Lula recebe atenção especial de Branford e Rocha na
análise do que "deu errado". Se elogiam a transformação do
ex-presidente - de figura temida pelas elites a estadista -, as jornalistas
revelam decepção com sua atuação na articulação política.
"O PT tinha um problema grave para governar. Era
um partido minoritário que precisava ter controle do Legislativo em um sistema
político altamente corrupto", analisa Branford.
"O compromisso era
necessário, mas o PT também tinha a chance de continuar lutando por mudanças,
sobretudo usando os movimentos sociais, para enfrentar problemas também como a
corrupção. Mas terminou negando suas origens".
O estrago na imagem do PT, na opinião das jornalistas,
pode ter sido grave o suficiente para danificar seriamente as chances de uma
possível candidatura de Lula à Presidência em 2018.
Rocha aponta para o que classifica como um vácuo no
partido: a ausência de uma alternativa forte que tenha uma imagem desvencilhada
do desgaste de Lula e Dilma Rousseff ou que represente uma
"reinvenção" do PT.
Rocha diz achar improvável o surgimento de uma nova
liderança mais associada às origens esquerdistas do partido nos moldes do que
ocorreu com o Partido Trabalhista britânico, que escolheu o "azarão"
Jeremy Corbyn como novo líder, mas elogia o prefeito de São Paulo, Fernando
Haddad.
"Haddad é um nome prestigiado, mas não o vejo com
um apelo nacional forte o suficiente. Sobretudo porque um dos principais
problemas é enfrentar uma mídia que, no Brasil, tem um forte sentimento
anti-PT. O escândalo de corrupção da Petrobras, por exemplo, tem praticamente
todos os partidos envolvidos, mas a mídia tem se concentrado no envolvimento do
PT".
Para as autoras, embora a direita tenha sido derrotada
na eleição presidencial, ela agora se mostra "mais poderosa e perigosa que
nunca". Branford e Rocha veem o Congresso como o principal problema
político para o segundo mandato de Dilma e criticam a aliança do PT com o PMDB.

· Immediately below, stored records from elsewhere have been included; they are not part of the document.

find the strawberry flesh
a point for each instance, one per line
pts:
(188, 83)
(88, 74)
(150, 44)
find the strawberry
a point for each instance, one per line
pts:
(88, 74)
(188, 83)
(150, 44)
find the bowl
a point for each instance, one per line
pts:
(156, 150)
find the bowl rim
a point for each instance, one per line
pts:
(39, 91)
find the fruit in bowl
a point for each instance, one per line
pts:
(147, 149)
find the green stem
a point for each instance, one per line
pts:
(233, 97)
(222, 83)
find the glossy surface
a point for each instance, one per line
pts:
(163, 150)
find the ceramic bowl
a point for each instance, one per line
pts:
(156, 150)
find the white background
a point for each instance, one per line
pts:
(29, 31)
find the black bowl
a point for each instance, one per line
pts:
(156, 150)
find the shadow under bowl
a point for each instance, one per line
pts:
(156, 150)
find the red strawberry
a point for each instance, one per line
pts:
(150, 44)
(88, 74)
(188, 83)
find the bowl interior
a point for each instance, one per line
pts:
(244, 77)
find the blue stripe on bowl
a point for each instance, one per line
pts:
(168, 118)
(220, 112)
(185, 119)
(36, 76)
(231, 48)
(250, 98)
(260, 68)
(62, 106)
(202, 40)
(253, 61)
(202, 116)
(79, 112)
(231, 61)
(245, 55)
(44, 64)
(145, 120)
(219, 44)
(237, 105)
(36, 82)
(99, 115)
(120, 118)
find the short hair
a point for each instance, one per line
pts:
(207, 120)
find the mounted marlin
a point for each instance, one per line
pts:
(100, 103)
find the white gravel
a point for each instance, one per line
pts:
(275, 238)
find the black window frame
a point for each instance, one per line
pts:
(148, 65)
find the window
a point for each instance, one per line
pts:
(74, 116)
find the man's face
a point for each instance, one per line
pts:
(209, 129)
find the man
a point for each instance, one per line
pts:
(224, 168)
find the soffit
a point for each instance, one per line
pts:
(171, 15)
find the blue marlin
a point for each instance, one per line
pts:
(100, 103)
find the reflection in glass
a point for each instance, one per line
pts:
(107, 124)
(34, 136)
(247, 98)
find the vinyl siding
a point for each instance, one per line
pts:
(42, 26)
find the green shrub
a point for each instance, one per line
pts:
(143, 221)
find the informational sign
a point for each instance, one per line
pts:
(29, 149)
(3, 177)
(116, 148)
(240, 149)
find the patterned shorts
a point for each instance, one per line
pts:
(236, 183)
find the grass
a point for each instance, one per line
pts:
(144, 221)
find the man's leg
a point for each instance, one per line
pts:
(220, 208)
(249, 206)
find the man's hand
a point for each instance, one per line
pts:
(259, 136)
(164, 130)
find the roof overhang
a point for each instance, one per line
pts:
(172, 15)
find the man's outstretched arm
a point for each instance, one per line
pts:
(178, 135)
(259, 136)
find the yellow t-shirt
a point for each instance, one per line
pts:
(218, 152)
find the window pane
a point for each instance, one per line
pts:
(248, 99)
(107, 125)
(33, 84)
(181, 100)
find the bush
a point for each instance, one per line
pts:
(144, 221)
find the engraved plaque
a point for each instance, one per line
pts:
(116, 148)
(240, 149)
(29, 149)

No entanto, acreditam que a guinada do Legislativo à
direita pode acabar dando um impulso ao processo de recuperação do partido.
"Muitos brasileiros acreditam que o Congresso não
está fazendo o trabalho que deve e que o país precisa de uma reforma
política", escrevem as britânicas.
Mesmo assim, a visão das jornalistas do futuro do PT é
pessimista.
"O PT perdeu muito de sua legitimidade por ter
perdido a chance de fazer reformas mais profundas na sociedade brasileira. Não
há mais a imagem de partido ético e é bem possível que a alternativa para o
futuro da esquerda brasileira esteja em outro movimento político de
esquerda", acredita Branford.
"Não sabemos se o PT vai se recuperar de tudo o
que aconteceu nos últimos anos".
Fonte: BBC Londres.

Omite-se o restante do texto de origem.